Ice cream is an all-time favorite dessert that's simple to make these days if you don't already have some lying around. Another simple food to whip up is Dalgona or whipped coffee and it goes great with ice cream. So why not put the two together?

Of course, there is undoubtedly a tonne of recipes that put the two together either in layers or literally combined in the same base. But why stop there? Another fun way to stack the two together is in a bombe. That's right, I'm talking about a Dalgona bombe dessert.

If you already have ready-made ice cream lying around then this recipe is even simpler.

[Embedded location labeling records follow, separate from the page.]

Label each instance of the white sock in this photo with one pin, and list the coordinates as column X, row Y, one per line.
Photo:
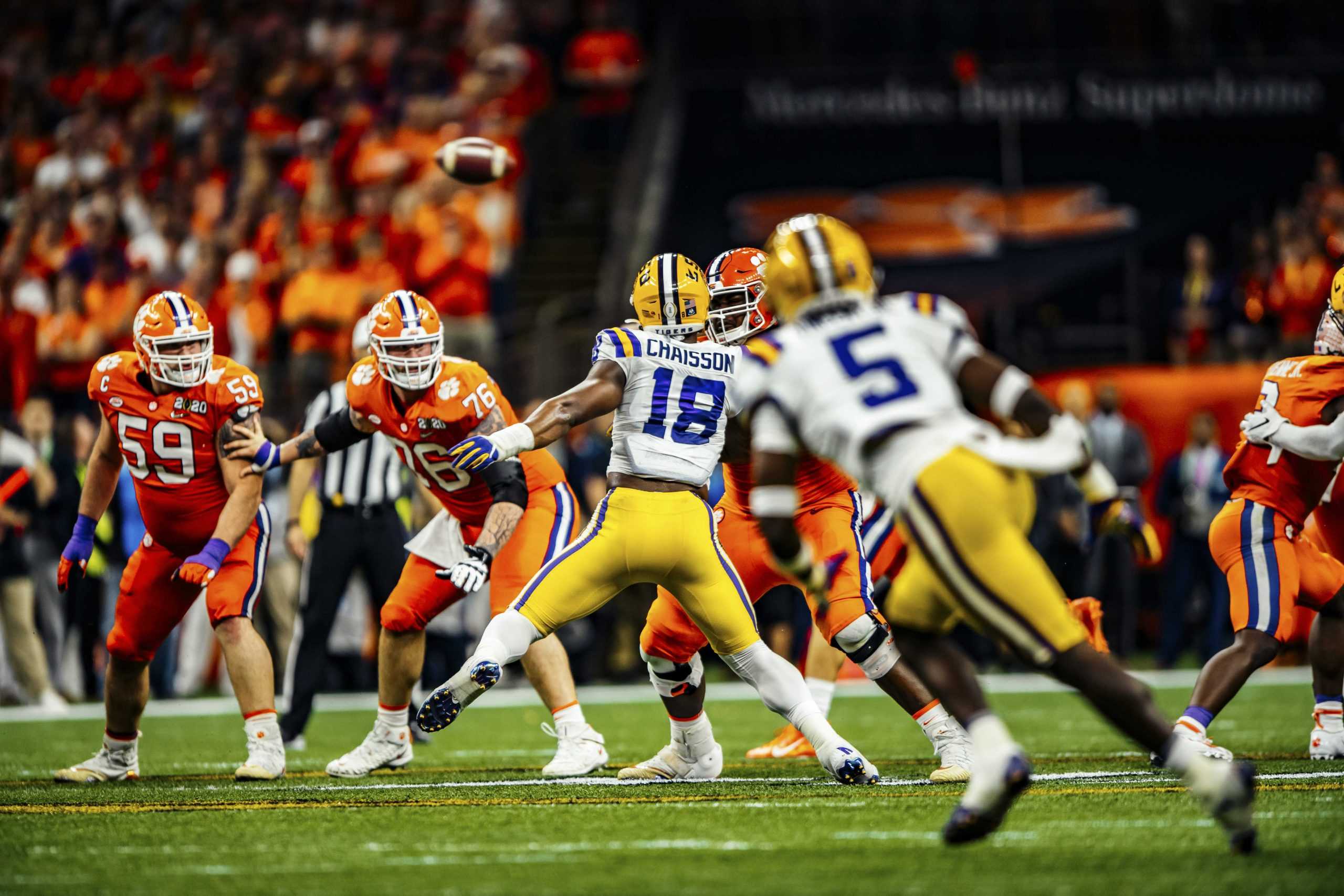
column 118, row 743
column 932, row 719
column 393, row 718
column 694, row 735
column 506, row 638
column 264, row 726
column 570, row 716
column 822, row 693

If you don't, that's ok since it will include instructions on how to prepare a simple no-cook/no-churn ice cream for your bombe like this one.

However, as simple as this recipe is, it's will require a considerable amount of bowls for preparation. When it comes to the mold, you will require an 8-inch sized bowl for the outer Dalgona layer and a 6-inch sized one for the inner ice cream layer.

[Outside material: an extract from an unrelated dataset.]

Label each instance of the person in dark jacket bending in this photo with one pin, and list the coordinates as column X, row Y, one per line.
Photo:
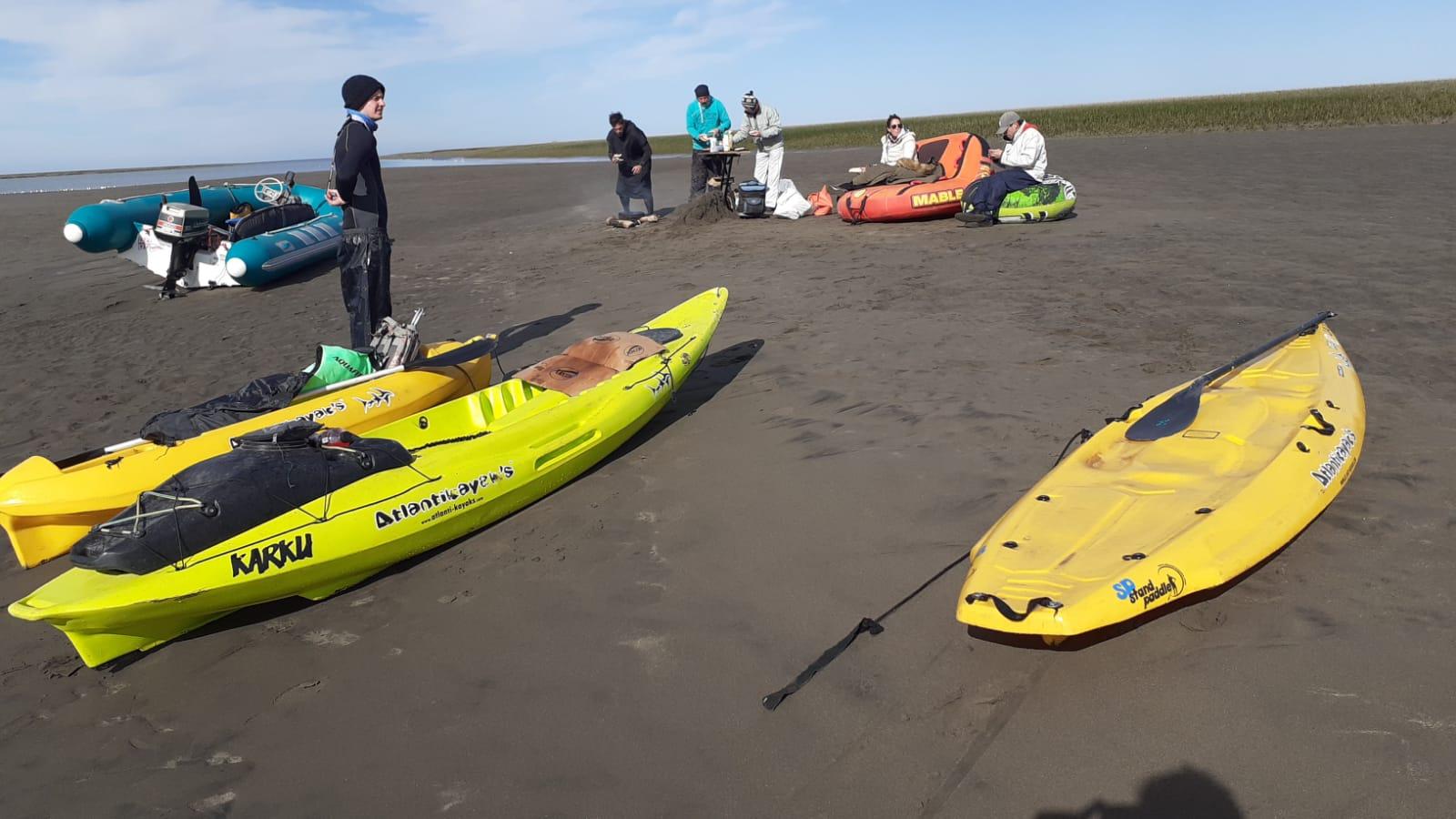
column 632, row 155
column 357, row 186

Of course, you will need more bowls for mixing the Dalgona and ice cream base as well as containers for both sit in while they chill in the freezer before molding. Optionally, you can also add a cake layer but that will require a fully baked cake if you have one.

The recipe

Ice Cream Ingredients:

  • 1 cup whole milk, cold
  • 1 cup caster sugar
  • 1 tsp vanilla extract
  • 2 cups heavy cream, cold

Dalgona Ingredients:

  • 4 tbs instant coffee
  • 4 tbs sugar
  • 4 tbs water

The directions

Ice Cream and Dalgona Directions:

  1. For the ice cream, combine the milk, sugar, and vanilla extract in a blender to process or whisk together in a bowl.
  2. Pour the heavy cream into a bowl and beat until it forms soft peaks.
  3. Fold 1/4 of the whipped cream into the milk mixture with a rubber spatula. Fold the remainder until the base is completed.
  4. Pour the ice cream base into a baking pan and chill in the freezer for 3 hours or until it becomes slightly stiff.
  5. For the Dalgona, combine the coffee, sugar, and water in a bowl and beat together using an electric mixer for 5 minutes or until a light brown, thick, and frothy mixture forms. Clean the beaters for later use.

Bombe Directions:

  1. Cover the insides of an 8-inch bowl with two sheets of cling, pressing them down into the bowl. Make sure to use enough cling that will hang out to wrap around the edges of the bowl. Chill the bowl in the freezer for an hour.
  2. Scoop the cold Dalgona into the chilled bowl using a rubber spatula or spoon. Sculpt the Dalgona around the insides of the bowl to form a hollow dome. Gently cover the surface of the Dalgona with two more sheets of cling similarly to the last step.
  3. Take a 6 1/2-inch bowl and gently press it down into the bowl and onto the cling. Return the bowls to the freezer to chill for another hour.
  4. Carefully remove the 6 1/2-inch bowl from the 8-inch bowl followed by the two sheets of cling covering the frozen Dalgona. Scoop the soft ice cream into the bowl to fill in the mold. Smooth the surface of the ice cream using a rubber spatula or spoon and cover with more cling. Return to the freezer to chill for one more hour.
  5. Remove the mold from the freezer and uncover the surfacer. Run a sharp knife around the edges of the mold. Place the face of a flat circular plate to the surface of the mold, then carefully flip the mold over onto the plate and place it onto a flat surface.
  6. Carefully lift the bowl straight upwards to release the bombe from the mold.